Longitudinal Association between Greenspace and Type 2 Diabetes: Evidence from MESA

This study aimed to evaluate the longitudinal association between the abundance of nearby greenspace in urban and suburban environments and incident type 2 diabetes mellitus (T2DM). Data was used from the Multi-Ethnic Study of Atherosclerosis (MESA). Normal Difference Vegetation Index (NDVI) was used as a proxy for greenspace. Exposure categories used NDVI median values from two time-periods (annual and high-vegetation season) and three buffer radii (500m, 1km, and 2.5km).
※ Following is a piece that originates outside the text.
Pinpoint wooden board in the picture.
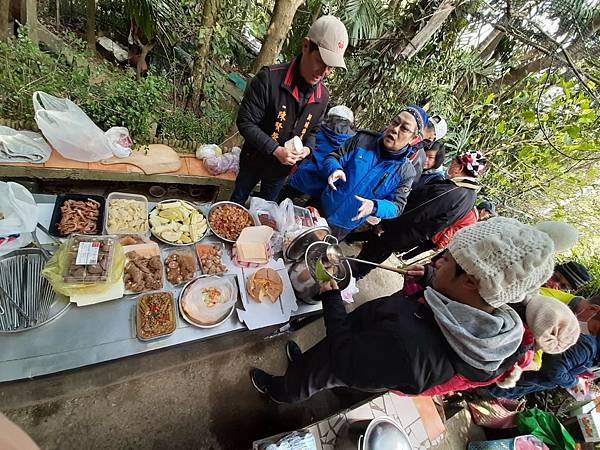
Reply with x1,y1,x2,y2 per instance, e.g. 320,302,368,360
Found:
102,144,181,175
Incident T2DM cases were identified from fasting glucose levels and medication review. Using Cox proportional hazards regression, we estimated hazard ratios (HRs) of incident T2DM associated with greenspace, adjusting for covariates including demographics, family history of T2DM, socioeconomic status, and neighborhood factors. The skewed distribution of NDVI values prompted the exclusion of participants from Forsyth County, NC. There were 659 incident T2DM cases (11.2%). For 1km exposure categories excluding NC participants, HRs for incidence T2DM were 0.95 (0.74 – 1.21), 0.78 (0.55 – 1.07), and 0.82 (0.55 – 1.24) for high-vegetation season median and 0.93 (0.72 – 1.20), 0.79 (0.58 – 1.07), and 0.72 (0.50 – 1.06) for annual median for increasing quartile of greenspace exposure compared to the lowest quartile. Overall, the results of this study were null, but showed a protective effect in point estimates with increasing greenspace exposure. The null results could be because there is no association between greenspace and T2DM or could be due to study limitations including insufficient statistical power, NDVI measurement error, or the validity of NDVI as a proxy for greenspace. More research is needed to give a better estimate of the effect of greenspace on T2DM.